İşte buydu sanırım son durumlar.Esra 2 güne hastaneden çıkabilecek olmasına rağmen Emre ve Muratın yoğun korumacılığı yüzünden tam tamına 1 hafta hastanede kalmıştı.O bir hafta içerisinde Emre Esranın yanından hiç ayrılmamıştı.Cengiz kayıplara karışmıştı.Cenk Bey ve Sevim Hanım her gün hastaneye gelmiş,kızlarının başında durmuş,Emreye nutuklar çekmiş ve yine her gün bizim zorumuzla evlerine geri dönmüşlerdi.Muratla ben eve hiç uğramamış,Emre gibi hep Esranın başında beklemiştik.Ama bu süre zarfında Emre ve Murat en ufak bir atışmaya dahi girmemişlerdi.Emre Esrayı öpsede,saçıyla oynasada,ona sarılsada,onun yanında yatsada,ona yemeklerini yedirsede ve onun saçlarını tarasada Murat hiç sorun çıkarmamıştı.

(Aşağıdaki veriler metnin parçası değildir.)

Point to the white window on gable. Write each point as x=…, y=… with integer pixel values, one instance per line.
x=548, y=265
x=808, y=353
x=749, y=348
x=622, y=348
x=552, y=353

Arkadaş mutlu gününde dost şse her gün yanında kalandı.Ve ben bu son 1 haftadan da anlamıştım ki Emreyle Murat sadece arkadaş değil aynı zamanda dostlardıda.Onlar ne kadar hala birbirlerini affedemeselerde hala birbirlerine değer verdiklerini biliyordum,biliyordular.Ama ikiside birbirlerini affedemiyordu ve nedeni bariz bir şekilde ortadaydı:gurur!

Esrayı dün hastaneden çıkarmıştık ve Sevim Hanımla Cenk Beyin ısrarlarına rağmen bize getirmiştik,Emre de bize gelmişti.Bu günde hep beraber evde son tatilimizi yağıyorduk çünkü yarın yorucu bir gün olacaktı.Muratla ben işe gidecektik.

"Ayşem mısırlar hazır hadi gel."diye seslenen Esrayla beraber salona ilerledim.Emre kenara kaymıştı ve Esrada yanına oturmuştu.Bende Muratın yanına oturdum ve ikimizin arasındaki kaseye ellerimi daldırıp hızla mısırları yemeye başladım.Ah,mısırı çok sevdiğimi daha önce söylemiş miydim ?!

"Bu mısırlara baktığın gibi bana bakmıyorsun be güzelim."diye yalandan dert yanıp elini kalbine koyarak iç çeken Murata gülerek baktım.

"Kusura bakma hayatım."dedim ve avcuma aldığım mısırları ağzıma tıktım.O da gülümsedi ve mısırları yemeye devam etti.

Ben kasedeki mısır tanelerini iştahla sıyırmaya devam ederken Esra koltukta uyuyakalmıştı ve Emre onu taşıyıp yukarıya çıkarınca yanımıza geri gelmemişti,bu günde beraber yatacaklardı herhalde.